Book by Arnaud de Borchgrave

First edition (US)

The Spike is a 1980 spy thriller novel by Arnaud de Borchgrave and Robert Moss (New York: Crown Publishers, 1980). Drawing on de Borchgrave's experience as a jet-setting Newsweek journalist and conservative Washington insider, it tells the story of a radical '60s journalist, Bob Hockney, who stumbles upon a Soviet plot for global supremacy by 1985. When he tries to expose the web of blackmail, sex and espionage, he's hamstrung by his editors' liberal media bias.

In the news world, to "spike" a story means to cancel its publication. De Borchgrave and Moss envision a scenario in which the KGB exploits the attitudes of the unsuspecting Western media, which was allegedly more interested in unmasking CIA agents than stopping the Soviets, threatening to thwart Hockney's big scoop.

The best-selling book was marketed not only as a spy thriller but an exposé of real-life Washington. Time called the book a roman à clef for its fictionalized versions of real people and organizations, including Zbigniew Brzezinski and the radical left-wing magazine Ramparts.

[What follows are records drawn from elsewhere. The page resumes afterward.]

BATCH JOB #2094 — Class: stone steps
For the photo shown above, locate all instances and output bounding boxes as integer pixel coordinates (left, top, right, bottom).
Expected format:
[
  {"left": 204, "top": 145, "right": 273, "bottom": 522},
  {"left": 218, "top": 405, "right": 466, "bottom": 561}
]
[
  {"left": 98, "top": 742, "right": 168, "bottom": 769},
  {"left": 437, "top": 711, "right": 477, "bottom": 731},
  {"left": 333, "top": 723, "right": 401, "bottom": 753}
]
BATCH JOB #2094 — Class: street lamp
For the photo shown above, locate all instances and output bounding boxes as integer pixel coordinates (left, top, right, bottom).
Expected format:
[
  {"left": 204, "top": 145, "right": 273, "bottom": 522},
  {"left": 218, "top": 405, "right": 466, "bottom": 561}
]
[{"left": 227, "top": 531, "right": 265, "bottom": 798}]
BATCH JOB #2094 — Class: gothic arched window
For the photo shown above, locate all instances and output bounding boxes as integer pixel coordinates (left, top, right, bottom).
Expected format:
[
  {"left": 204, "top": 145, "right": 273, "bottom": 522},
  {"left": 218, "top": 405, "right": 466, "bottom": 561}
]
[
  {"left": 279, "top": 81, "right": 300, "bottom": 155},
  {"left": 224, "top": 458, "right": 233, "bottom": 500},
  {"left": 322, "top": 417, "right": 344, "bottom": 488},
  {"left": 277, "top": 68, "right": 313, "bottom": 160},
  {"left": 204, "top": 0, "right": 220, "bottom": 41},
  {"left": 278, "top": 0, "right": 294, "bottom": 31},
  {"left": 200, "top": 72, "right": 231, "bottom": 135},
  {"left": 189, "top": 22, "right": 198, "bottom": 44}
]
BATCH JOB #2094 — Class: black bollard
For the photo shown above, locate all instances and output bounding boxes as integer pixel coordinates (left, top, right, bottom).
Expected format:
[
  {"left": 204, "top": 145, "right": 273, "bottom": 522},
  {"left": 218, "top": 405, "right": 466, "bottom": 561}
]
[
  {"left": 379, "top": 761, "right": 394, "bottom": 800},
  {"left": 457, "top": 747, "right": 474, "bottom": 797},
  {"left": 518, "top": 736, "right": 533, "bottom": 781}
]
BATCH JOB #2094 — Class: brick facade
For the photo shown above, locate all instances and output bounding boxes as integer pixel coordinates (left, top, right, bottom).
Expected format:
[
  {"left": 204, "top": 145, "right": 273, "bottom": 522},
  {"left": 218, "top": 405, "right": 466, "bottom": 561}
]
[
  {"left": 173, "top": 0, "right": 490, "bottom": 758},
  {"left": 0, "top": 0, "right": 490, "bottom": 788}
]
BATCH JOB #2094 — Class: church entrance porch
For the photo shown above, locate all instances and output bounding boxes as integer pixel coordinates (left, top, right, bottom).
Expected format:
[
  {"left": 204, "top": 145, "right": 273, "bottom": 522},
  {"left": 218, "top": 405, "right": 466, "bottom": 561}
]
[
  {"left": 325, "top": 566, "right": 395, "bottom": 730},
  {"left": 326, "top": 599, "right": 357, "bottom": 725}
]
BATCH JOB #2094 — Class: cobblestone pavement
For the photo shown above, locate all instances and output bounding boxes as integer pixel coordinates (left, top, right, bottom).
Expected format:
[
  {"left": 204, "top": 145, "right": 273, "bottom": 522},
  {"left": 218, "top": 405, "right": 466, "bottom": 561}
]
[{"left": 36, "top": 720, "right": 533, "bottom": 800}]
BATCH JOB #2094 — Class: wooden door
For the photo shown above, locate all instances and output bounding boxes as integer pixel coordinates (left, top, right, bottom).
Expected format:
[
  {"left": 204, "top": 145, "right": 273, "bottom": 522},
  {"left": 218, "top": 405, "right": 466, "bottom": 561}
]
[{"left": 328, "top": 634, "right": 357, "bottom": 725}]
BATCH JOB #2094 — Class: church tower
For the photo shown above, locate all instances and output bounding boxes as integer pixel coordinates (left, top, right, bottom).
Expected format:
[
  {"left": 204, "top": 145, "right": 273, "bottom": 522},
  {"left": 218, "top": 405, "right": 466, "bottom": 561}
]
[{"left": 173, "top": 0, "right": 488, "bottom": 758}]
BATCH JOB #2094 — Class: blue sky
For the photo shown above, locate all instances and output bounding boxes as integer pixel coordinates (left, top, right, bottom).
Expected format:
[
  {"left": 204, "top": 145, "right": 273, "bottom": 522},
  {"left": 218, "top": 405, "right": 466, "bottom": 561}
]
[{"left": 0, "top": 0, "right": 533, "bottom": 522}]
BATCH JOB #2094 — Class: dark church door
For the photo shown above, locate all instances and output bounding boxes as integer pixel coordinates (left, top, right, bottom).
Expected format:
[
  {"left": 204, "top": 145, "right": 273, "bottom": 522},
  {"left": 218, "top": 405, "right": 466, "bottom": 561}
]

In a 1980 interview with The New York Times, de Borchgrave mentions that he came up with the idea for a novel after he and his wife had to hide in the English countryside, after anonymous threats were made in response to a Newsweek article he wrote that named some of the terrorists behind the 1972 Munich massacre.

The authors' 1983 follow-up, Monimbo, envisioned Miami race rioters as the pawns of Nicaraguan and Cuban communists.